I led Sandy inside, where we found two plainclothes men, one black and one white. I knew the white one, Detective Campbell, who was a decent enough guy as heat goes. He had on a Sinatra-style fedora and a raincoat and he was sucking on his trademark pipe.

“Figured it was you, Novalis,” he said, “on account of that picture of you over the fireplace—the one where you’re looking debonair in cuffs outside night court on Centre Street.”

“I’m sentimental,” I told him.

“I noticed that photo when I was cleaning,” said Sandy. “I wondered what that was about.”

“So what’s the story?” I asked.

“Just doing our job,” said Campbell. “You know anyone who might want to harm you?’

“Me? You’ve got to be joking. I don’t have an enemy in the world. Anyway, the officer outside said it was an attempted break-in.”
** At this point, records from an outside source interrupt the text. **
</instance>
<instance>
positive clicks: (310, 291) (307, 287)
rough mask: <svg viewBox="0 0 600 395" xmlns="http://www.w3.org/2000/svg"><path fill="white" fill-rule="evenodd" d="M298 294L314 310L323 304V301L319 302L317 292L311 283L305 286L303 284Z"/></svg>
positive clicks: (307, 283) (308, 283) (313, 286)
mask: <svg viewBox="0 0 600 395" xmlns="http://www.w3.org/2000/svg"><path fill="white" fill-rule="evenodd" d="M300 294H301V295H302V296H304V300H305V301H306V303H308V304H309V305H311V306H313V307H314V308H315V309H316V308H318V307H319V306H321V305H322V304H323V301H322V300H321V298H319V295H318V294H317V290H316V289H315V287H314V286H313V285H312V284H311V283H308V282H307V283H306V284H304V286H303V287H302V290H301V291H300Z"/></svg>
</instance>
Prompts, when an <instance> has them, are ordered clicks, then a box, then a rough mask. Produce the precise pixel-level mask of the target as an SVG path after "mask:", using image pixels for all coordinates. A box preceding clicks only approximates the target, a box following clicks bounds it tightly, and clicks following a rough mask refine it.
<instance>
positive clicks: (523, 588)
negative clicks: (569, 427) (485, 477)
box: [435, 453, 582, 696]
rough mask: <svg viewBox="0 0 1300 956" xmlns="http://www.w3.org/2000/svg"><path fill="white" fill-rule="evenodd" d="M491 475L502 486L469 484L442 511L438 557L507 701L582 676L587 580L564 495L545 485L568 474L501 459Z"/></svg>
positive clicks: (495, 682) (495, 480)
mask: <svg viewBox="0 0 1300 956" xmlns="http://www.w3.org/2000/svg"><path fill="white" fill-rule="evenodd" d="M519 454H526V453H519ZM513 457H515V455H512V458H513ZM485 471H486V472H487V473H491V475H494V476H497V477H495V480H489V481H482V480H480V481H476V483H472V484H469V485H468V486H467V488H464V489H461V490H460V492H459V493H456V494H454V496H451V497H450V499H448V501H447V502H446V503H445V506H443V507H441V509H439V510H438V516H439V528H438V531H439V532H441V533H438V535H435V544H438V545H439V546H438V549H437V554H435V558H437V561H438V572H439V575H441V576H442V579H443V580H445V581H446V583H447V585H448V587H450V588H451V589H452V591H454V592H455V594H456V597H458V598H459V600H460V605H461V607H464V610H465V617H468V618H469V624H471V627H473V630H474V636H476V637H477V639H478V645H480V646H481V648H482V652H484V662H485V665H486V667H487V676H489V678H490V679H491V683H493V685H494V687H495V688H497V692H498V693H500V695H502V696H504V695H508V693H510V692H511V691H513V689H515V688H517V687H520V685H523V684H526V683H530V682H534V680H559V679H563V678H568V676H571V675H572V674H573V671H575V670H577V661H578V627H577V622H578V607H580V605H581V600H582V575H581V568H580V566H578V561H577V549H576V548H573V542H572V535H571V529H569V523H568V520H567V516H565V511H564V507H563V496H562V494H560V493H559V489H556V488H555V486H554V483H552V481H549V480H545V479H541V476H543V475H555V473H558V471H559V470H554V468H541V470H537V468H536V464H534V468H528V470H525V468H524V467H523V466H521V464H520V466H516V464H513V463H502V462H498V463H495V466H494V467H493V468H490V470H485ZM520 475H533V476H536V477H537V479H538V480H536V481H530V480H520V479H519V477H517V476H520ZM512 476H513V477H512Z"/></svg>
“That’s about right, as far as it goes,” said Campbell, leading me toward the kitchen. A door that gave onto a little concrete deck overlooking the garden was open. It had been opened by the cops, but Campbell pointed to marks on the door and door frame that showed someone had tried to force it with something like a crowbar.

“A dishwasher at the restaurant on Hudson saw him through the kitchen window and raised the alarm. He thought the guy was holding something that could have been a gun. He yelled at him and the guy took off, though we haven’t figured out how he got access from the street in the first place.”